Do you know Paul Simon’s line “These are the days of miracle and wonder”? It comes from the “The Boy in the Bubble” on the Graceland album. This was in 1986. Still, the line seemed to resonate 10 years later at the Truth and Reconciliation Commission (TRC), as gruesome testimony started emerging.
Of course, the brutal behaviour of the security forces was known to many, especially its victims. But hearing it described – and sometimes acted out – was, firstly, traumatic corroboration for families of the tortured and dead. Secondly, for the victims, families, and many, many people of every ideological stripe, it was vindication. What they had believed, what they had been told, what had been suggested but never proven, was set out for all to hear.
Ordinary white South Africans who had long given the benefit of the doubt to their leaders, and over the years accepted the indignant and strident denials of wrongdoing, were brought face to face with the appalling truth about what had been done in their name. This was devastating to the moral authority of the National Party establishment not among its enemies, who believed the worst of it anyway, but among its supporters and sympathisers. They felt that particular humiliation that comes from trusting someone, defending them, and then finding you have been played for a fool.

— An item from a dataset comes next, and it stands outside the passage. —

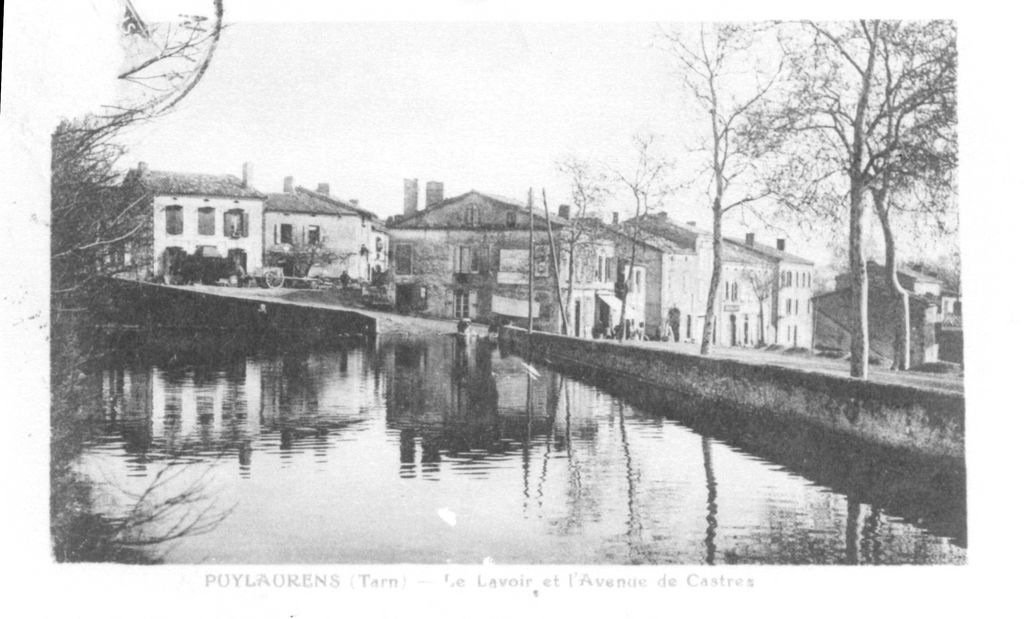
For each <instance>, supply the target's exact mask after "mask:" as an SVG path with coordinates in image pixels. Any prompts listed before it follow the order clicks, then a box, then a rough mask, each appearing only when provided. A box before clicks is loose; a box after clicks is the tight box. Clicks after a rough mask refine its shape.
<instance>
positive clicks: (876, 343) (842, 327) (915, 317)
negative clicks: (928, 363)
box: [813, 261, 942, 366]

If the apartheid regime had ever had a moral leg to stand on, which was doubtful, the NP was, following the TRC, legless.

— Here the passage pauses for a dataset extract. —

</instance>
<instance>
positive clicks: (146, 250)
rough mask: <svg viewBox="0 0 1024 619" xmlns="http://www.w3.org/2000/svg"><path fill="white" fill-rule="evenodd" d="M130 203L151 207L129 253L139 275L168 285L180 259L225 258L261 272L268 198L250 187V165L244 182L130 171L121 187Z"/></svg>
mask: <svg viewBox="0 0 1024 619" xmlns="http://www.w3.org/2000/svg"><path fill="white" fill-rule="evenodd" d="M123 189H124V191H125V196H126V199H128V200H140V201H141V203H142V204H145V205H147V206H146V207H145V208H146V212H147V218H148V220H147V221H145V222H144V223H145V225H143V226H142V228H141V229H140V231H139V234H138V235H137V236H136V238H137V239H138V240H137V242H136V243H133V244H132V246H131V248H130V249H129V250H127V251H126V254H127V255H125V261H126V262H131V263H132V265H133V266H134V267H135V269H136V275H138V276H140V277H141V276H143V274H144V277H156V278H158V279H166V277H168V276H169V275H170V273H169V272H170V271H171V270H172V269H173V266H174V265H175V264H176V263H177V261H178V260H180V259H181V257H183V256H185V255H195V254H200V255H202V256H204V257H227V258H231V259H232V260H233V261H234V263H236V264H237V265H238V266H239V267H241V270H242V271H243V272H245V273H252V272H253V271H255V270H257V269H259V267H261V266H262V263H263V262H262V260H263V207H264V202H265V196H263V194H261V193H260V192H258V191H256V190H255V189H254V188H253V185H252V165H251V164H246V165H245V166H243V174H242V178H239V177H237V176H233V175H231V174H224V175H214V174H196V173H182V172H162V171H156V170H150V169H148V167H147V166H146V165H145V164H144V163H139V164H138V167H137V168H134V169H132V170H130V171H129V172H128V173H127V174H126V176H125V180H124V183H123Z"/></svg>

Now we have before us the testimonies seeping out at a different sort of TRC, the Zondo Commission of Inquiry into State Capture. I’m referring particularly to the evidence of the last few weeks featuring Angelo Agrizzi, former chief operating officer at Bosasa, and several other former Bosasa employees – during which more than a few notables have been fingered.

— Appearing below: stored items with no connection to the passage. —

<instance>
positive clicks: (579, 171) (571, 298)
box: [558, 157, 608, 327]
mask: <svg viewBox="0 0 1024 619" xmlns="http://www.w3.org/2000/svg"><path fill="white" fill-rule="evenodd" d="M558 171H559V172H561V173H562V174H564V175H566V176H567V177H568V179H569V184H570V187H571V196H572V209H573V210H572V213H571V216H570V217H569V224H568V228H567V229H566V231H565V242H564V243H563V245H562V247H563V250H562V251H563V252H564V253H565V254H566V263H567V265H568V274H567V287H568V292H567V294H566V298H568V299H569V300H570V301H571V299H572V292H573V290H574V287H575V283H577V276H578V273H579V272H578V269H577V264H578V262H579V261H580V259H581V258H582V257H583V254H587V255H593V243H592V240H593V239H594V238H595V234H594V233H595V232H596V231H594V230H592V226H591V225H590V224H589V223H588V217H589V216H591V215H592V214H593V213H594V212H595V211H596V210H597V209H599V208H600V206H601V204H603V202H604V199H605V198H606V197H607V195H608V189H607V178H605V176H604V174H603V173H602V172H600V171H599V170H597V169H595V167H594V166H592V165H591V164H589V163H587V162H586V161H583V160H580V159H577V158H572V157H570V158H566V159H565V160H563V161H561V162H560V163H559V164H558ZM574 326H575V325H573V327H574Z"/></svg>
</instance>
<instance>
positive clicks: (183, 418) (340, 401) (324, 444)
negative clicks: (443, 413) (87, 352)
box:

These are, among others, former President Jacob Zuma; Minister of Environmental Affairs Nomvula Mokonyane; former Deputy National Director of Public Prosecutions Nomgcobo Jiba; former chair of South African Airways and chair of the Jacob G Zuma Foundation Dudu Myeni; axed South African Revenue Services boss Tom Moyane when he “served” as commissioner of correctional services; former chair of the parliamentary portfolio committee on correctional services Vincent Smith; Minister of Mineral Affairs and former ANC secretary-general Gwede Mantashe; Pretoria chief magistrate Desmond Nair; as well as (Richmond) Linda Mti, Patrick Gillingham and other senior employees at correctional services.